Prediction of the Influencing Factors of Protein Thermal Stability using Random Forest and Feature Selection Techniques
Article
Figures
Metrics
Preview PDF
Reference
Related
Cited by
Materials
Abstract:
Thermal stability is crucial for implementation of an enzyme in the food industry. The thermostability of enzymes were predicted through protein sequences, using a random forest algorithm and the important influencing factors on protein thermal stability were analyzed. Four hundred and thirty protein features were calculated for 1600 enzymes extracted from the Swiss-Prot database that contained thermal stability information.
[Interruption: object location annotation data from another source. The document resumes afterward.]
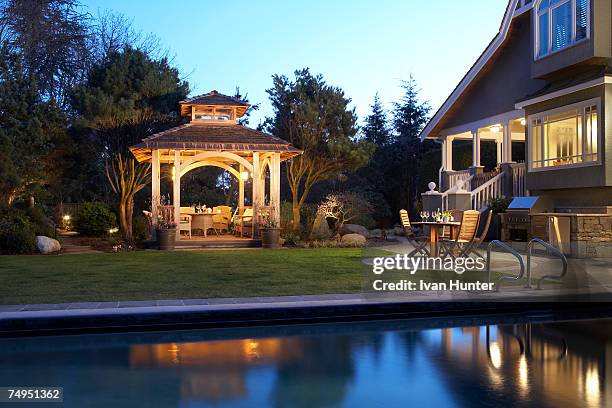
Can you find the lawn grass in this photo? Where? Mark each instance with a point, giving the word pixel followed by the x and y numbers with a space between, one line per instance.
pixel 149 275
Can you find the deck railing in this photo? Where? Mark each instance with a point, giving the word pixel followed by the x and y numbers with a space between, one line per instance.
pixel 518 180
pixel 486 192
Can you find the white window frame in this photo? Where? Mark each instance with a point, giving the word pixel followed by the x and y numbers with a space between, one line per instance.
pixel 542 115
pixel 549 10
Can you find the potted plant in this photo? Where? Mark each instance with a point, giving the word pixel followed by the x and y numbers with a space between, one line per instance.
pixel 270 231
pixel 166 234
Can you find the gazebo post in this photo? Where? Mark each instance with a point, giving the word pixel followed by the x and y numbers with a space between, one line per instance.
pixel 275 186
pixel 256 188
pixel 241 191
pixel 176 196
pixel 155 195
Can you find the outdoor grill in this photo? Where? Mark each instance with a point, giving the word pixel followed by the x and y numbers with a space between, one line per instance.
pixel 520 222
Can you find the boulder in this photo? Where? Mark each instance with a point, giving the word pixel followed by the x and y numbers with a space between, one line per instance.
pixel 320 228
pixel 376 233
pixel 354 239
pixel 46 245
pixel 354 229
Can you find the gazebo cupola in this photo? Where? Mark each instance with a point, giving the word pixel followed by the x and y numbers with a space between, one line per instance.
pixel 214 138
pixel 213 107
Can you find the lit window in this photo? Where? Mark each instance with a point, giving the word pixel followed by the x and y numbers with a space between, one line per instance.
pixel 564 137
pixel 559 24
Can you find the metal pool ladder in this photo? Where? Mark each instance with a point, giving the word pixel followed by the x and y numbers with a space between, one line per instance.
pixel 510 250
pixel 549 249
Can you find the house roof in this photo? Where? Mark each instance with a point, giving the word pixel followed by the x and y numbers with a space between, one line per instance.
pixel 214 98
pixel 435 124
pixel 213 137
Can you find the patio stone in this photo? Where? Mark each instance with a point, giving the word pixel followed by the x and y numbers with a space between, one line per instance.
pixel 45 306
pixel 171 302
pixel 137 303
pixel 108 305
pixel 83 305
pixel 195 302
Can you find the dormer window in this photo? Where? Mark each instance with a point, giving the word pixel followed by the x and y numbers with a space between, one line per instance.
pixel 560 24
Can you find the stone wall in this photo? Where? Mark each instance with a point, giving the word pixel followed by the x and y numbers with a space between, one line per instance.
pixel 591 235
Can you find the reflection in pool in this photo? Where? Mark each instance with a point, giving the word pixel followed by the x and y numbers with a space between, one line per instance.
pixel 393 363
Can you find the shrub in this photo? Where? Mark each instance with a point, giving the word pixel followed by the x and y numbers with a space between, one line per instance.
pixel 94 220
pixel 16 232
pixel 344 208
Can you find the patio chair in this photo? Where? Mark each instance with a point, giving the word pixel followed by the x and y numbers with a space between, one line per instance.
pixel 467 232
pixel 475 244
pixel 221 217
pixel 457 216
pixel 185 224
pixel 419 242
pixel 244 223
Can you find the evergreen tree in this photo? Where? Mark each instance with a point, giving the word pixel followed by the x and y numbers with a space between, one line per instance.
pixel 376 129
pixel 407 171
pixel 31 129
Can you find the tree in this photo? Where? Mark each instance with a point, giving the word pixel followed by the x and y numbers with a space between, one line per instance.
pixel 53 39
pixel 407 168
pixel 376 129
pixel 127 96
pixel 126 178
pixel 30 130
pixel 314 117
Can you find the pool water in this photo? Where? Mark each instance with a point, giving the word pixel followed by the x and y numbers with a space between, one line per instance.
pixel 422 363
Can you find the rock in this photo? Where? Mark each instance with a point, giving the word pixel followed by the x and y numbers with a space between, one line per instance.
pixel 376 233
pixel 46 245
pixel 354 229
pixel 320 228
pixel 354 239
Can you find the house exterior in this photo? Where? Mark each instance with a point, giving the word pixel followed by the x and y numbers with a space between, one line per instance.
pixel 544 82
pixel 213 137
The data imbalance was solved by using repeated under-sampling methods, and the 30 most-important features were selected by backward recursive feature elimination (RFE). The classification performances of different random forest models built by different feature subsets were evaluated by cross-validation and independent testing. The results indicated that the model built by amino acid composition exhibited the best performance (accuracy = 85.83%, sensitivity = 89.16%, specificity = 73.33%, precision = 77.00%, and F-measure = 74.87%), suggesting that amino acid composition had the most significant impact on the thermal stability of an enzyme. Further, it was found that thermophilic enzymes contained relatively high contents of glutamic acid, isoleucine, and lysine, whereas mesophilic enzymes contained high contents of glutamine, serine, and threonine. The results in this study provided a theory and method for engineering proteins to improve enzyme thermostability for the food industry.